On a possibly related note, the Xerces (v2.3.0) parser seems to notice
the entities but it produces errors of this sort:

[Error] AO-2003-06-16.xml:16:75: Element type "observation-set" must be
declared.

The (line, column) of the error points to the end of the opening
observation-set tag. This error does not occur if I remove the <!DOCTYPE
observation-set [...]>. It almost seems as if Xerces sees the DOCTYPE
declaration and commits itself to the idea that a DTD is being used when,
in fact, the document uses an XML Schema. (It complains about all the
other elements as well, not just the document element). However, neither
XSV nor MSXML seemed to have that problem. Is this an issue with Xerces
or is mixing DOCTYPE and XML Schemas a bad thing?

Thanks for any clarification you can provide.

Peter
 
M

Martin Honnen

Peter said:
I have a need to include Greek letters in some of my XML documents (the
documents contain astronomical information and many stars are named using
Greek letters). Following some earlier postings on the subject of
entities. I did the following

---- top of file ----
<?xml version="1.0"?>

As you don't specify an encoding for your XML you use UTF-8 or UTF-16
both of which are capable to encode Greek letters without the need to
use entities.
So why do you need to use entities?
 
P

Peter C. Chapin

As you don't specify an encoding for your XML you use UTF-8 or UTF-16
both of which are capable to encode Greek letters without the need to
use entities.
So why do you need to use entities?

Well, I don't have an editor that allows me to easily enter or view Greek
letters.

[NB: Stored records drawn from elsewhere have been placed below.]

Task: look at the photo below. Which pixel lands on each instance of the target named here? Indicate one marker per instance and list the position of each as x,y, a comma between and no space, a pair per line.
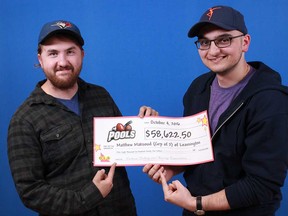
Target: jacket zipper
227,119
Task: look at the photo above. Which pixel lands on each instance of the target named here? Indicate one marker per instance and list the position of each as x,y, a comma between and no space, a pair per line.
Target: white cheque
134,141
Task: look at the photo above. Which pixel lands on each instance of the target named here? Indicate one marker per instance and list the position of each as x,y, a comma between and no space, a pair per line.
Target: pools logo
121,131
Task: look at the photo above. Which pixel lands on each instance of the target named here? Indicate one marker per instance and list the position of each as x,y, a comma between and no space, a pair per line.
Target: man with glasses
248,115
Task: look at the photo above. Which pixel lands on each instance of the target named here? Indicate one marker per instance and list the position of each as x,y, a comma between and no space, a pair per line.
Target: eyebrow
55,50
219,36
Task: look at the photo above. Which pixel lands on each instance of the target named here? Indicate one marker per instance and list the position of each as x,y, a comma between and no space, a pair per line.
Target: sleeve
25,159
265,160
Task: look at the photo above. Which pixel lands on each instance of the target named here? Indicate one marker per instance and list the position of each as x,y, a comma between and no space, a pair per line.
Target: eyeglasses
221,42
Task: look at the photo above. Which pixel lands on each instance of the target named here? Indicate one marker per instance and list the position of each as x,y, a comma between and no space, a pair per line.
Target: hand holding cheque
134,141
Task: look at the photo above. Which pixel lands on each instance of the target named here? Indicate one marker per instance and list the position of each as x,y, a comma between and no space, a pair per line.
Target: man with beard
50,145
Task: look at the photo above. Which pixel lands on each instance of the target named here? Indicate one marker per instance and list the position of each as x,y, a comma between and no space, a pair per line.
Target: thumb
112,171
163,182
100,175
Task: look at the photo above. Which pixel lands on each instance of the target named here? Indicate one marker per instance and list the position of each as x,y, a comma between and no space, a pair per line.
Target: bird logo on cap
63,25
211,11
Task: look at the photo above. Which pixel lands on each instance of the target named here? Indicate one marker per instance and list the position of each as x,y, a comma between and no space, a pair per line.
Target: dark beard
67,83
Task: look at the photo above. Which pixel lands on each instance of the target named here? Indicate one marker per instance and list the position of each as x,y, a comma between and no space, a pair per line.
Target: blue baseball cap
222,16
60,27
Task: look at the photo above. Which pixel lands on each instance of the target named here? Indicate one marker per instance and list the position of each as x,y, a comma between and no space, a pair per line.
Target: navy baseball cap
60,27
222,16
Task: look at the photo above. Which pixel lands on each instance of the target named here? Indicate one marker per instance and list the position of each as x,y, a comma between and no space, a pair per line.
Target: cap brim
194,31
63,31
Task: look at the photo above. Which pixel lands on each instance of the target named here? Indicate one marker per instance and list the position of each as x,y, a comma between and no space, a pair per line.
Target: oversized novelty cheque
135,141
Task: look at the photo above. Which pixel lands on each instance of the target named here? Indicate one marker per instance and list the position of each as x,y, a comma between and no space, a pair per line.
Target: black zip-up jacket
250,144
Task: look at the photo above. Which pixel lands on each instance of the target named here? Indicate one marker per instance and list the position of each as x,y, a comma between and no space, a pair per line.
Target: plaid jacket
50,150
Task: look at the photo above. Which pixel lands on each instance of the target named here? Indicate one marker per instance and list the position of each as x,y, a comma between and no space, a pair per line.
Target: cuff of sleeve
91,196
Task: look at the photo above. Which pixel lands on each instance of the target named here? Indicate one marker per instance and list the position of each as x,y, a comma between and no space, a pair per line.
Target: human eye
52,54
204,42
71,52
223,40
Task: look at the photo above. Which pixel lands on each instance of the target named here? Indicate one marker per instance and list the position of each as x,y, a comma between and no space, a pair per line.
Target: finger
152,113
147,167
100,175
154,169
164,182
112,171
143,111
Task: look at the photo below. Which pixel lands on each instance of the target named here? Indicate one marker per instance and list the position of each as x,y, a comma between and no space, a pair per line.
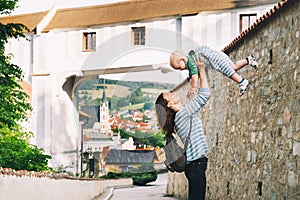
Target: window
138,35
246,20
89,41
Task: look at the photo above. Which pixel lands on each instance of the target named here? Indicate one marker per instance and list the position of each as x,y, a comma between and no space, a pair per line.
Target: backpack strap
188,138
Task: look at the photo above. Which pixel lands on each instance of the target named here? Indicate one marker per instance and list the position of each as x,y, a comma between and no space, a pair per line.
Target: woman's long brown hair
165,115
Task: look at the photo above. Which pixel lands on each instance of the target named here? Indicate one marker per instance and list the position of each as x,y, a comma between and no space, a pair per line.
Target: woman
172,115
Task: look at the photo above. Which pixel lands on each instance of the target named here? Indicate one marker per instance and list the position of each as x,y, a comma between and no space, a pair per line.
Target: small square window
138,35
89,41
246,20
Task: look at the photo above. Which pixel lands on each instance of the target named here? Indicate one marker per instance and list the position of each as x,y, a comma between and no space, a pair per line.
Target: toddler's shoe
244,84
252,61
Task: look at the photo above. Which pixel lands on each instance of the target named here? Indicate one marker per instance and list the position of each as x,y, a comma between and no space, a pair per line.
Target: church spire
104,92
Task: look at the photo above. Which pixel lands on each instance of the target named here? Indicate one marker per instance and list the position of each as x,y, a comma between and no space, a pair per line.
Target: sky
26,6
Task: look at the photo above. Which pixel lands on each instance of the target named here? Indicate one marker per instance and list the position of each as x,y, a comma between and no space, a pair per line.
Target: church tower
104,115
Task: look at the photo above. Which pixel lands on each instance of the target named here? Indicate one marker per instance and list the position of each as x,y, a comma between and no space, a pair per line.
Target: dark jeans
195,173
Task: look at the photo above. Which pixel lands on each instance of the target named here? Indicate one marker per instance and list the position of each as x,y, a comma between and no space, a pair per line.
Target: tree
15,150
13,102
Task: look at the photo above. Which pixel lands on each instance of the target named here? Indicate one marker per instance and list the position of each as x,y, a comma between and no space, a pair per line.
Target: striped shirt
197,146
217,59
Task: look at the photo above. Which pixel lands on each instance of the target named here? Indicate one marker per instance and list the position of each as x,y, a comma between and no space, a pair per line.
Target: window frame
89,41
249,16
141,40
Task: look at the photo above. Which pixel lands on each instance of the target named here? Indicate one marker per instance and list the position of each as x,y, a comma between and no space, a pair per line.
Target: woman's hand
199,61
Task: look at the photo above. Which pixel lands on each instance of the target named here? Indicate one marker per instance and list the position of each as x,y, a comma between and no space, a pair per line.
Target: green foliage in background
15,150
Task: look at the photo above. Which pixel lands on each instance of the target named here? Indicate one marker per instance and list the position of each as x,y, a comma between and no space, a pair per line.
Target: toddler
216,60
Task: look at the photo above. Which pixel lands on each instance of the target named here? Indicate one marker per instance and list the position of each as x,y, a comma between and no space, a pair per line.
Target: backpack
175,152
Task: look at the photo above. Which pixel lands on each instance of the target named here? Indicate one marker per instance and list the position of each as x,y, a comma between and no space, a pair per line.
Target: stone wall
255,139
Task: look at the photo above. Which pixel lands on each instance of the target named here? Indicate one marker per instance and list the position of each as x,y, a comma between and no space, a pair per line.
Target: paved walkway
153,191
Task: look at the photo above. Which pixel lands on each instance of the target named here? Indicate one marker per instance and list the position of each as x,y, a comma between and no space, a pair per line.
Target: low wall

I have been meaning to look into the matter of editing "Unicode"
files (that is, files that use characters above U+007F to a non-trivial
extent). I haven't walked that road as yet and I guess I figured the
entity solution would address the matter for the half dozen or so greek
characters that I need per document in my current situation.

Since posting my original note I spent some time with the Mozilla bug
database. It turns out that Mozilla doesn't (at least old versions) read
external entities (apparently non-validating parsers are not required to
do so). Furthermore once it encounters a reference to an external entity
it stops processing the internal DTD subset. Apparently this is according
to the XML specification.

However, unlike my earlier assertion Mozilla does read the internal DTD
subset. The reason it didn't notice the Greek entity definitions that I
tried before was because I put them *after* the reference to the external
entity. When I remove the external entity entirely it works fine.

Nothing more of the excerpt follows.